The review will consider how key pressures (e.g. land-use, disease) affect pollination services to crop (including cultivar) and wild plant species by altering pollinator populations and communities. The review will summarise the evidence (or gaps in knowledge) for how changes to pollinators (e.g. abundance, diversity, complementarity, redundancy, range shifts, phenology) may limit pollination services.

The ecological and economic impacts will be considered with a focus on the main groups (bees and flies) involved in pollination services encompassing both managed (honey bees & bumblebees) and wild pollinators. Throughout the review how local context (e.g. geographic region, landscape type) affects pollination services, and consequent effects on crop yields, biodiversity and wild ecosystem health, will be made clear.
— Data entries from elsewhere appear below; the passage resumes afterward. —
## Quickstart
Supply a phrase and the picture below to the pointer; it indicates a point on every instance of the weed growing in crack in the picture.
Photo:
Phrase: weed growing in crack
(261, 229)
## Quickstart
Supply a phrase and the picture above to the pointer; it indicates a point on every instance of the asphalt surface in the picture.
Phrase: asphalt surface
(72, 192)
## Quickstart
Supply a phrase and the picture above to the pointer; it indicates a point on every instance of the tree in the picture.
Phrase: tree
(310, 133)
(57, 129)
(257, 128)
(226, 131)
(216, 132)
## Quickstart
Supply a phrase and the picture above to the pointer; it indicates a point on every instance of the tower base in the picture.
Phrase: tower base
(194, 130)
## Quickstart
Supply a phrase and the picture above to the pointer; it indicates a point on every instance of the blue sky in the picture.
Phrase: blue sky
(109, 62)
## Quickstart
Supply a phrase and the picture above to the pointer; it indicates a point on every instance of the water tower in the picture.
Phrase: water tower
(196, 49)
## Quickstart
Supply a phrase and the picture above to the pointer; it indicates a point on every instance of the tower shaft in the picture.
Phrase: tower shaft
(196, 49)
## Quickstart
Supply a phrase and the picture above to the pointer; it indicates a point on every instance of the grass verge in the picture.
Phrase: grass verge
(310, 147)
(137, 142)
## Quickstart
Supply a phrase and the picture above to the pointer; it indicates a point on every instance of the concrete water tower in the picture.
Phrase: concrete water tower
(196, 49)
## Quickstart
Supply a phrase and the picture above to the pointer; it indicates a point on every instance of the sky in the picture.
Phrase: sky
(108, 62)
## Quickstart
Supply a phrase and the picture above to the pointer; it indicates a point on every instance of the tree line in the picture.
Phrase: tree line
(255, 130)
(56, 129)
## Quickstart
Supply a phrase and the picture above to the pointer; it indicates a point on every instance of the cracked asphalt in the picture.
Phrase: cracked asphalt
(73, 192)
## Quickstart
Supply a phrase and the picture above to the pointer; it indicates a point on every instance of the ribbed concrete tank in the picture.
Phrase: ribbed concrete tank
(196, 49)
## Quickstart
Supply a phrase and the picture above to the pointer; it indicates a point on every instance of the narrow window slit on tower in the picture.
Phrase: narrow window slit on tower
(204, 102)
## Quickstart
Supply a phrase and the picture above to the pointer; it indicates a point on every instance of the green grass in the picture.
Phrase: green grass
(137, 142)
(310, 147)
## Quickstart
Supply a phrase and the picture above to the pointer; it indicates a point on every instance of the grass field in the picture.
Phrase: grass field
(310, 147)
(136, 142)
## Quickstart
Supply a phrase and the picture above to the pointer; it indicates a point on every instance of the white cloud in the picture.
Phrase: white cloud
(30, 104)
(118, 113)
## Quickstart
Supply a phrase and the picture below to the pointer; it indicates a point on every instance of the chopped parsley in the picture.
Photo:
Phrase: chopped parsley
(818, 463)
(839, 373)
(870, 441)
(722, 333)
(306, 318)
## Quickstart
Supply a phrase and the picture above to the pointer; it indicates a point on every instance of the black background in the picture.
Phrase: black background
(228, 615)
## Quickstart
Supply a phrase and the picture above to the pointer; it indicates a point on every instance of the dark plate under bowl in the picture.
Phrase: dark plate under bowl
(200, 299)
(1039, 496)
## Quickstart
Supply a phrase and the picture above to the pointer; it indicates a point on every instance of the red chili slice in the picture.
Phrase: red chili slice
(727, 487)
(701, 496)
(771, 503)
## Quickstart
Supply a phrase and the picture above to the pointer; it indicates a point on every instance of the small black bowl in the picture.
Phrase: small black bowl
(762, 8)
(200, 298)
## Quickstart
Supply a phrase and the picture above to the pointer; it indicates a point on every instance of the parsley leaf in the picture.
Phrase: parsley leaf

The focus will be on England, but where there is a dearth of evidence then studies from other countries in the UK and other temperate regions can be translated to the English situation with appropriate caveats.
The overall aim of this project is to develop a clear understanding of the current evidence base on pollinators/pollination, which will then be used to inform evidence and policy workshops, as well as adding to the wider discussion leading to a national (English) strategy for pollinators.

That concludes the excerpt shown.